The journal news feed presents the editors’ condensed summaries of key findings from selected scientific papers from SNS’ two scientific journals Scandinavian Journal of Forest Research and Wood Material Science & Engineering.
Journal news feed from Scandinavian Journal of Forest Research (SJFR) Volume 29, site 2 Issue 2, 2014.
A “feeling of ownership” is reflected in the decisions of private forest owners
Social and emotional characteristics may play important roles in influencing the behaviour of private foresters. Owners who have inherited their property may feel a moral obligation to take care of that forest. A Finnish study suggested four types of forest owners, based on in-depth interviews and the theory of psychological ownership. The four types represent various levels of control and identity, based on emotions.

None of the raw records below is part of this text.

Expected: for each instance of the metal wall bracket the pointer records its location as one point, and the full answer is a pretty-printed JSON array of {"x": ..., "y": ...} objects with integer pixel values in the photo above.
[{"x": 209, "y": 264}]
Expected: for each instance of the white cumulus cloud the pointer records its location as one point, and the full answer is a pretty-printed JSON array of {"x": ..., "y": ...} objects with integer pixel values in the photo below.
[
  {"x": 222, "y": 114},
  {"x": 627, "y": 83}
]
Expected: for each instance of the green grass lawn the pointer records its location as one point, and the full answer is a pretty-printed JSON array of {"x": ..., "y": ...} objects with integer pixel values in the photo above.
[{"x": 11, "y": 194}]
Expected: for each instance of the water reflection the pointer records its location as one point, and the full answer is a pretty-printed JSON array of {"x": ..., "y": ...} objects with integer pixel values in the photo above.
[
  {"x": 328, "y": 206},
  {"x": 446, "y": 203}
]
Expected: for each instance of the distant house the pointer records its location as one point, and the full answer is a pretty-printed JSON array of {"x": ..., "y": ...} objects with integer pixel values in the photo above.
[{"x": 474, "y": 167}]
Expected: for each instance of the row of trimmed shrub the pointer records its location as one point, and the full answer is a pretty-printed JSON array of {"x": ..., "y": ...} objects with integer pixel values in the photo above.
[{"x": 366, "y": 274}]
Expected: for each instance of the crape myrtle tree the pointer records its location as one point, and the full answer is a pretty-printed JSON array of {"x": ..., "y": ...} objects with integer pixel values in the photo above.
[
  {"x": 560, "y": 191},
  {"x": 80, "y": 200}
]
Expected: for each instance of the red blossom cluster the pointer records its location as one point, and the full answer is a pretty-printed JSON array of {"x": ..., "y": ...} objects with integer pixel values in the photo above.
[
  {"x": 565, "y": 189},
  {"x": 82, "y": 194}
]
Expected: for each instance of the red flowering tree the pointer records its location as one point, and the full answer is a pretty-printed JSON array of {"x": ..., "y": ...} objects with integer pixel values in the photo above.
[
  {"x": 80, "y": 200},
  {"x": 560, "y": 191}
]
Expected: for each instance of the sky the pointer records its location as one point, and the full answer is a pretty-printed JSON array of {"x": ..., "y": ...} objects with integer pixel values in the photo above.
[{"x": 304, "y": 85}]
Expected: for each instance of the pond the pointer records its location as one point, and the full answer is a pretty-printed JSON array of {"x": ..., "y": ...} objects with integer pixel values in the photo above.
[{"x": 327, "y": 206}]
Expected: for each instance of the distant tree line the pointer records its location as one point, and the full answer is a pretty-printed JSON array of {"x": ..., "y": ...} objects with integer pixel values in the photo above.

Read more in Lähdesmäki & Matilainen. Born to be a forest owner? An empirical study of the aspects of psychological ownership in the context of inherited forests in Finland. Scand J For Res 29(2), 101-110.
Spruces grow better after early cleaning
Precommercial thinning is usually undertaken when a stand is 2-4 m tall. Early cleaning – a thinning conducted when the stand is only about 1 m tall – offers an attractive alternative to reduce costs and ease competition on the released crop trees. In a study from Finland, early cleaning was shown to increase mean diameter of the released spruces compared to a control without any treatment.
More moose mean hunters are willing to spend more
The hunting value, expressed as the “willingness to pay” of an average moose hunter, increases with a larger moose population and permitted bag. This was revealed by a survey of Swedish hunters. The average value of moose huntingwas 7000 SEK per hunter. If the moose population doubled from today’s levels, the hunting value would increase by 1000 SEK per hunter. If the population fell to half the current level, the hunting value would decrease by 1300 SEK.
Forest use has a long-term effect on dead wood
It is difficult to determine how humans have affected the structure of the forest from a long-term historical perspective. A study from Karelia took on this challenge by looking at forest structure in relation to distance from abandoned villages. The researchers found that forests close to villages had trees of about 130 years age and contained very little dead wood. The most remote stands, 2-2.5 km from the villages, were generally more than 200 years old and had a diverse dead wood composition.
LiDAR can be used to assess forest road characteristics
Timber transport using long and heavy log trucks requires a good knowledge of the road system and its accessibility. A study in Oregon, USA, used airborne LiDAR data to obtain information about roads. The authors found that the data was good enough to estimate centerlines and grades of the roads, but some caution should be used in estimating horizontal curve radii, particularly on sharp bends.